Par , il y a 18 heures

"60 Millions" lance l'alerte : attention à ce riz populaire, il est bourré de pesticides

On l'adore tous. Qu'il accompagne un bon petit plat en sauce, qu'il sauve nos dîners de semaine quand le frigo crie famine,...

...ou qu'il se glisse dans nos salades estivales, le riz est l'incontournable de nos placards.

Facile à préparer, économique et apprécié par toute la famille, il a tout pour plaire.

Pourtant, derrière ces petits grains blancs en apparence inoffensifs, se cache parfois une réalité beaucoup moins digeste.

Une récente enquête vient de jeter un pavé dans la mare en analysant ce qui compose réellement nos paquets habituels.
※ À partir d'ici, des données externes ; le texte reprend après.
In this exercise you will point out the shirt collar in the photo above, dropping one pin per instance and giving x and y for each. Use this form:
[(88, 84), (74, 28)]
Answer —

60 millions de consommateurs lance l'alerte sur ce riz populaire bourré de pesticides.

En bref

  • Une pollution invisible : plus d'un tiers des riz vendus en supermarché contiennent des résidus de pesticides, d'arsenic ou de toxines selon une récente enquête.
  • Les mauvais élèves : les basmatis non biologiques importés d'Asie sont les plus contaminés, avec des marques très connues obtenant des notes inquiétantes.
  • Les bons réflexes : pour se protéger, il faut privilégier le bio, varier les origines, et prendre l'habitude de toujours rincer et faire tremper ses grains avant une cuisson à grande eau.

Le riz, ce compagnon de nos repas aux secrets bien gardés

un bol en céramique artisanale rempli de riz blanc fumant posé sur une table

En France, nous ne sommes peut-être pas les plus gros mangeurs de la planète face aux pays asiatiques, mais nous engloutissons tout de même près de six kilos de riz par personne chaque année.

C'est un chiffre conséquent ! Et pour cause, c'est l'aliment réconfortant par excellence, celui qui dépanne et qui s'adapte à toutes les envies. Mais voilà, quand on consomme un produit aussi régulièrement, la moindre petite anomalie dans sa composition peut avoir un effet boule de neige sur notre santé.

C'est exactement ce qui a poussé le célèbre magazine 60 Millions de consommateurs à mettre son nez dans nos rayons. L'objectif était simple : vérifier si notre accompagnement favori était aussi sain qu'il en a l'air.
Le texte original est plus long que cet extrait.